Damien pulled away and Dismas slumped forward in the chair, forehead pressed to the back, staring at his own flaccid cock. His mind felt scrubbed clean, free of all thoughts, all feelings, all guilt. Not even the thought of tucking himself back into his trousers tread through his emptied brain.

He heard something muttering, but it sounded too far away to be important. It kept muttering, though, and when it exploded near his ear for the seventh time he finally realized what it was.

“Dismas,” Damien held an old rag under Dismas’ nose. “Put this in your mouth.”   
The words moved through his brain sluggishly, but Dismas finally understood and obeyed, biting down on the copper tasting rag as Damien washed the salt from his wounds.

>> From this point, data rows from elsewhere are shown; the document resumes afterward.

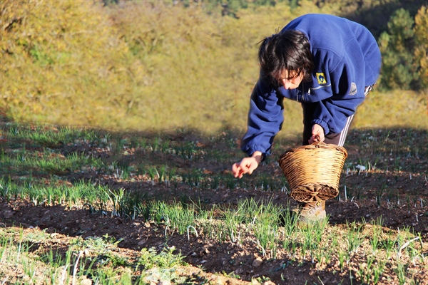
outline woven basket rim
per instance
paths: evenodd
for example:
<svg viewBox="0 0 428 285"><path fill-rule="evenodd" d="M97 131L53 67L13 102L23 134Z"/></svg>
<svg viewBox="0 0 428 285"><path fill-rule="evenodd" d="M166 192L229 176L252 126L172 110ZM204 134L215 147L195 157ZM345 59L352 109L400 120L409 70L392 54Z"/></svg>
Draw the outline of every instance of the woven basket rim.
<svg viewBox="0 0 428 285"><path fill-rule="evenodd" d="M340 152L341 152L343 153L343 155L345 155L344 158L347 157L347 151L343 147L341 147L341 146L337 145L334 145L334 144L332 144L332 143L325 143L325 142L315 142L312 143L312 145L301 145L301 146L300 146L298 147L289 148L288 150L285 150L285 152L283 152L282 155L280 155L280 160L281 160L289 152L300 152L300 151L302 151L302 150L315 150L315 149L320 149L320 150L338 150L338 151L340 151Z"/></svg>

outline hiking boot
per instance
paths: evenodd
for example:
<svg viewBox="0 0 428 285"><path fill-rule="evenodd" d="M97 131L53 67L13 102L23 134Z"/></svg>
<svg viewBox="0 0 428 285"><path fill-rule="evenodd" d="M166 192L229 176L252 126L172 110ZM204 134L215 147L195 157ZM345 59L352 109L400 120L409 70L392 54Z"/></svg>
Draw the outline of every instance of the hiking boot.
<svg viewBox="0 0 428 285"><path fill-rule="evenodd" d="M300 207L292 210L298 214L298 224L312 224L325 219L325 201L316 201L301 203Z"/></svg>

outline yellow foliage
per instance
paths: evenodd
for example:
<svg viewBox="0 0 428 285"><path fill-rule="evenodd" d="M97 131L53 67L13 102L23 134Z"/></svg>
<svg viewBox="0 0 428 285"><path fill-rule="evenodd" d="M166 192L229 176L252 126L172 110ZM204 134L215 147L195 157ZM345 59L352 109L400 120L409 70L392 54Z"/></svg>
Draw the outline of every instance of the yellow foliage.
<svg viewBox="0 0 428 285"><path fill-rule="evenodd" d="M151 2L1 0L0 108L56 124L243 131L258 43L297 16L337 11L302 0L234 19ZM300 131L299 104L285 104L282 133Z"/></svg>

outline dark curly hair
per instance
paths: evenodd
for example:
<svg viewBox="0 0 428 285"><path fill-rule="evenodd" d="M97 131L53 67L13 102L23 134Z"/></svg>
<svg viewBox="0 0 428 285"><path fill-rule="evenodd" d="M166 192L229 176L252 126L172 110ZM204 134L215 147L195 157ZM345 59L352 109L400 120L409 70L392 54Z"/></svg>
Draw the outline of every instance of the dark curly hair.
<svg viewBox="0 0 428 285"><path fill-rule="evenodd" d="M306 35L296 30L285 30L260 41L258 52L260 68L277 84L285 69L303 73L303 81L312 80L314 68L310 43Z"/></svg>

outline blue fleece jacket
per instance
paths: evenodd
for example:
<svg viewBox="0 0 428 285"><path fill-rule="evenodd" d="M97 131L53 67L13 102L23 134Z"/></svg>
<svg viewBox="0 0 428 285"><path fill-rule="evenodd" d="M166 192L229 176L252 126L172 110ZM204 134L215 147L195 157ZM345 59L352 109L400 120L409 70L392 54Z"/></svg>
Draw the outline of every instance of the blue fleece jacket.
<svg viewBox="0 0 428 285"><path fill-rule="evenodd" d="M262 72L251 94L248 130L241 149L248 155L259 150L270 154L281 130L284 98L300 103L318 103L312 124L325 134L340 133L347 118L365 100L365 88L374 84L380 71L380 51L375 38L363 26L327 14L307 14L283 29L304 33L314 58L311 82L296 89L274 86Z"/></svg>

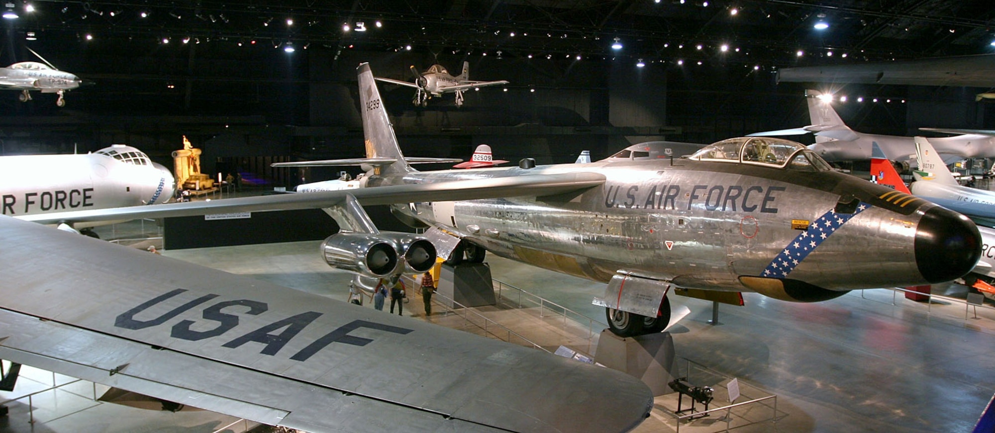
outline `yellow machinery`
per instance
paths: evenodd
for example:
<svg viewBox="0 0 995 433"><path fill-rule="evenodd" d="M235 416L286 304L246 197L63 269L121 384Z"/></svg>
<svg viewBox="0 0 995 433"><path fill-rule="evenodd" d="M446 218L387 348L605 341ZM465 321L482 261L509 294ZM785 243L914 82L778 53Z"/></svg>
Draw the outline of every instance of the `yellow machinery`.
<svg viewBox="0 0 995 433"><path fill-rule="evenodd" d="M204 191L214 188L214 180L200 172L200 149L194 149L183 136L183 149L173 152L176 190Z"/></svg>

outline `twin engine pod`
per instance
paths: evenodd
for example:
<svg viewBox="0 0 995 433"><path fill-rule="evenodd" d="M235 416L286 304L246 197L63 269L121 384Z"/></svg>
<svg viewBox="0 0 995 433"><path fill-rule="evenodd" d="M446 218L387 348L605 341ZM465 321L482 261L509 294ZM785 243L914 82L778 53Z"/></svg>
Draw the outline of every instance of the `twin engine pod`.
<svg viewBox="0 0 995 433"><path fill-rule="evenodd" d="M422 273L431 269L436 262L436 249L428 239L413 233L338 232L321 242L321 256L334 268L383 277L401 271ZM404 258L403 269L398 269L398 257Z"/></svg>

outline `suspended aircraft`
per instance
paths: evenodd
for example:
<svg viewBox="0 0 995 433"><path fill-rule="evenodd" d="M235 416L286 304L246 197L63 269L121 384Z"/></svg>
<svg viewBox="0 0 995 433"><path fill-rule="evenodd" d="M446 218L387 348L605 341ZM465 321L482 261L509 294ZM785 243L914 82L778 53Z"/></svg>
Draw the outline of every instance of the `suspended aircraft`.
<svg viewBox="0 0 995 433"><path fill-rule="evenodd" d="M173 197L173 184L168 169L121 144L88 154L3 156L0 214L163 204Z"/></svg>
<svg viewBox="0 0 995 433"><path fill-rule="evenodd" d="M673 161L535 166L525 159L517 167L419 172L398 147L367 64L358 75L366 158L351 161L367 173L361 188L24 218L321 208L341 227L321 245L333 267L382 277L422 272L437 256L482 261L491 251L607 283L594 302L621 336L666 327L674 293L735 303L752 291L818 302L854 289L949 281L980 255L967 217L894 197L776 138L723 140ZM381 231L361 205L391 205L402 221L427 230Z"/></svg>
<svg viewBox="0 0 995 433"><path fill-rule="evenodd" d="M0 359L172 407L311 433L593 433L653 405L621 371L11 216L0 245Z"/></svg>
<svg viewBox="0 0 995 433"><path fill-rule="evenodd" d="M815 144L809 149L829 162L867 161L871 159L872 143L895 161L907 162L915 155L912 137L896 135L865 134L847 126L833 109L833 95L819 90L805 90L808 98L809 116L813 124L800 128L781 129L748 134L750 137L786 136L815 134ZM926 130L945 131L923 128ZM995 158L995 137L977 133L966 133L953 137L930 139L945 161L965 158Z"/></svg>
<svg viewBox="0 0 995 433"><path fill-rule="evenodd" d="M79 87L84 82L83 79L73 73L59 71L58 68L52 66L30 48L28 51L38 56L45 64L18 62L7 68L0 68L0 88L21 90L19 96L21 102L31 100L32 90L39 90L42 93L58 93L59 98L56 99L56 105L66 106L64 97L66 90Z"/></svg>
<svg viewBox="0 0 995 433"><path fill-rule="evenodd" d="M480 89L489 85L507 84L507 80L498 79L497 81L474 81L470 79L470 62L463 63L463 72L453 76L449 74L442 65L433 65L428 71L419 72L418 69L411 66L411 73L415 76L415 82L402 81L377 76L376 79L391 84L406 85L415 87L415 98L411 100L415 106L427 106L429 99L433 96L442 96L443 93L456 93L456 106L463 106L463 92L471 88Z"/></svg>

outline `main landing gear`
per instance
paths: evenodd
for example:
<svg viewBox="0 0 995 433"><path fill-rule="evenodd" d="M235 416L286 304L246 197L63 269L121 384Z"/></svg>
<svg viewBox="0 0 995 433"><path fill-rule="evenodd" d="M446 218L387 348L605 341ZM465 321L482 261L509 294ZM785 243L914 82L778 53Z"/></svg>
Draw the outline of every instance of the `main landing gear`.
<svg viewBox="0 0 995 433"><path fill-rule="evenodd" d="M671 322L671 300L666 296L660 303L657 317L647 317L622 310L605 309L608 318L608 329L619 337L636 337L645 334L656 334L667 328Z"/></svg>

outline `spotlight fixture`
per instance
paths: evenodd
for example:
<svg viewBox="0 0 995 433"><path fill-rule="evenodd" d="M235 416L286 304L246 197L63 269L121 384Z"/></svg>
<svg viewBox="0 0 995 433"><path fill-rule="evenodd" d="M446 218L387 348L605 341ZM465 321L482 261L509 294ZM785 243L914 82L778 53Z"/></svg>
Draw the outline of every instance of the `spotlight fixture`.
<svg viewBox="0 0 995 433"><path fill-rule="evenodd" d="M17 12L14 12L14 3L13 2L7 2L7 4L5 4L4 6L7 8L7 10L5 10L3 12L3 17L4 18L6 18L8 20L16 20L16 19L18 19Z"/></svg>

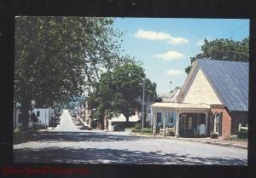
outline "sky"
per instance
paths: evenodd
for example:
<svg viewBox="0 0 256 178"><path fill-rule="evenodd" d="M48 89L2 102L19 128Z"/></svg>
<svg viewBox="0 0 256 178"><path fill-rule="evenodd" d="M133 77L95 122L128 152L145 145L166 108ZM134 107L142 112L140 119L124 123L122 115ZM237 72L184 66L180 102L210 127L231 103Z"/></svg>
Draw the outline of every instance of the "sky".
<svg viewBox="0 0 256 178"><path fill-rule="evenodd" d="M201 52L204 38L240 41L249 36L249 23L246 19L116 18L113 26L125 32L125 54L143 62L146 77L161 95L183 86L185 68L190 57Z"/></svg>

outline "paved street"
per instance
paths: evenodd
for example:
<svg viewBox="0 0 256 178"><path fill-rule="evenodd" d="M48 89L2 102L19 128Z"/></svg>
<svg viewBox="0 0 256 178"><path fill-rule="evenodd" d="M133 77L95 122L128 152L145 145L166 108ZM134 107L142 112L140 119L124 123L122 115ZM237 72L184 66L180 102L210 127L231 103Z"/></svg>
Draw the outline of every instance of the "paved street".
<svg viewBox="0 0 256 178"><path fill-rule="evenodd" d="M54 131L15 141L15 162L247 165L246 149L124 132L80 130L67 111Z"/></svg>

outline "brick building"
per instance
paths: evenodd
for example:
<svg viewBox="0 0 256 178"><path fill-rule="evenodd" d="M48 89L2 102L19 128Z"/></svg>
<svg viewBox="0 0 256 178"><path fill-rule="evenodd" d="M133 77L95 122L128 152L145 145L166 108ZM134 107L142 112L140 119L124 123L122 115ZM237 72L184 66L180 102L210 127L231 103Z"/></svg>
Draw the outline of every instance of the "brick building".
<svg viewBox="0 0 256 178"><path fill-rule="evenodd" d="M207 136L236 135L247 123L248 81L248 62L196 60L177 101L151 105L154 134L172 116L177 136L198 136L201 125Z"/></svg>

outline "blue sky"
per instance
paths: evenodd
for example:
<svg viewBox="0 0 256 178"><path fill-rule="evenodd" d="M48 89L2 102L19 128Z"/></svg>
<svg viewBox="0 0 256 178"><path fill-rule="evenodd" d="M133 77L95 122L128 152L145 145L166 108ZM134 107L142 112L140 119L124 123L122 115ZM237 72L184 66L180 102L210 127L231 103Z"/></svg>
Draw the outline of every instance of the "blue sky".
<svg viewBox="0 0 256 178"><path fill-rule="evenodd" d="M241 40L249 36L249 20L116 18L113 25L125 32L125 53L143 61L160 95L182 87L189 57L201 53L205 37Z"/></svg>

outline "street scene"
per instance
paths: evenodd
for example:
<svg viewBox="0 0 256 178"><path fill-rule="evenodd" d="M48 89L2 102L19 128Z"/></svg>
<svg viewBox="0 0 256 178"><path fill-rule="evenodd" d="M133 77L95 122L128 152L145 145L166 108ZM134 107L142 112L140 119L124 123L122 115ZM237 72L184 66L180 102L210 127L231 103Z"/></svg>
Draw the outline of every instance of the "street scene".
<svg viewBox="0 0 256 178"><path fill-rule="evenodd" d="M124 132L81 131L67 111L55 129L17 143L14 149L16 163L247 165L247 149Z"/></svg>
<svg viewBox="0 0 256 178"><path fill-rule="evenodd" d="M14 162L247 165L249 20L16 16Z"/></svg>

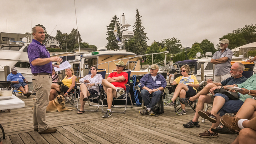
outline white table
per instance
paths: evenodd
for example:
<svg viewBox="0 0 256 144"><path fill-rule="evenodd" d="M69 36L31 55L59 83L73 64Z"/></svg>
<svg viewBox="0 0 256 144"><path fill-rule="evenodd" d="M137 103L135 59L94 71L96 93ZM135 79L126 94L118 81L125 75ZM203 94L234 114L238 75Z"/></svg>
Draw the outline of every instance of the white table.
<svg viewBox="0 0 256 144"><path fill-rule="evenodd" d="M25 102L21 100L13 95L13 97L10 99L0 100L0 110L16 109L25 107ZM9 112L10 111L8 111ZM0 128L3 132L3 139L5 139L5 131L0 124Z"/></svg>

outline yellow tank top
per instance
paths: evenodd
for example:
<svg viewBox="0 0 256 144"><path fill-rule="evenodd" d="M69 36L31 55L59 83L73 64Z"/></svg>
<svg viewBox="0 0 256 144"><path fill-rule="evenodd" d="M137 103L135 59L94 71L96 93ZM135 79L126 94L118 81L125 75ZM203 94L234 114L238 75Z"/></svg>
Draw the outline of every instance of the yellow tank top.
<svg viewBox="0 0 256 144"><path fill-rule="evenodd" d="M67 76L66 76L64 79L62 81L62 82L63 82L63 84L64 84L64 85L66 85L67 87L70 87L72 84L72 79L73 78L73 76L74 76L74 75L72 76L70 79L66 79L66 78Z"/></svg>

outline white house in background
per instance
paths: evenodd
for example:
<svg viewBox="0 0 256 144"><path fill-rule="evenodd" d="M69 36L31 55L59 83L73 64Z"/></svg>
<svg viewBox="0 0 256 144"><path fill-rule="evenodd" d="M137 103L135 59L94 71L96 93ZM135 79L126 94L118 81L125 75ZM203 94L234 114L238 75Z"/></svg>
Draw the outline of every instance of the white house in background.
<svg viewBox="0 0 256 144"><path fill-rule="evenodd" d="M50 37L47 40L45 46L49 46L49 48L59 48L60 41L53 37Z"/></svg>

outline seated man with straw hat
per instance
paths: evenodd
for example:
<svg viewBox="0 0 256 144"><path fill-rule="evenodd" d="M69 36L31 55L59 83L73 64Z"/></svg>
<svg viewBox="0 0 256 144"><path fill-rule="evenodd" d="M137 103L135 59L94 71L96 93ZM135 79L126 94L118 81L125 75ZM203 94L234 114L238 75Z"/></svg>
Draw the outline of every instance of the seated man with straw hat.
<svg viewBox="0 0 256 144"><path fill-rule="evenodd" d="M117 98L125 92L126 88L125 84L127 83L128 74L123 71L126 67L123 62L120 60L117 65L117 72L109 74L107 79L102 79L102 84L104 93L107 97L108 109L102 116L109 117L112 115L111 107L113 98Z"/></svg>

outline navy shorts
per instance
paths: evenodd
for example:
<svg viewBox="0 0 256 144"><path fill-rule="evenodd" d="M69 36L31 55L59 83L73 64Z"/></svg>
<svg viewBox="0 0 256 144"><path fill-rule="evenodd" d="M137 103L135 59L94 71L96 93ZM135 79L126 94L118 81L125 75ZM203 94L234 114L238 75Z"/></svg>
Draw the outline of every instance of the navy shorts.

The pain felt worse without the cocktail of endorphins and arousal to dress it up, and Dismas groaned like a withered old man trying to rise from a chair as Damien scrubbed the canvas of his back clean. 

His waistband was uncomfortably damp by the time Damien began to slather on the healing salves, but his mind was still too far away from him to take note of it.

“You are soft in this practice,” Damien said, wringing out Dismas’ sweater before forcing it over his head. “Wait until the wounds are sealed to come again.”

“And if I don’t?” He pulled on his sweater, glaring at the other.

“Then the church has its ways.”

“Hmph. And I don’t suppose you’ll be enlightening on what those ways are?” Dismas rose slowly, trying not to betray the wobble in his step as he bent to pull on his overcoat. The welts on his back burned steadily, their previous red-hot agony now reduced to an afterburn.

“Careful, you almost sound like you're on the path to faith, dear Dismas.”

He didn’t dignify the other’s final remark with a response. He stumbled his way through the Penitence halls and up the stairs, his legs still jelly beneath him as he retraced his steps out the church door, throwing himself back into the deluge of raindrops fat as leather needles.


End file.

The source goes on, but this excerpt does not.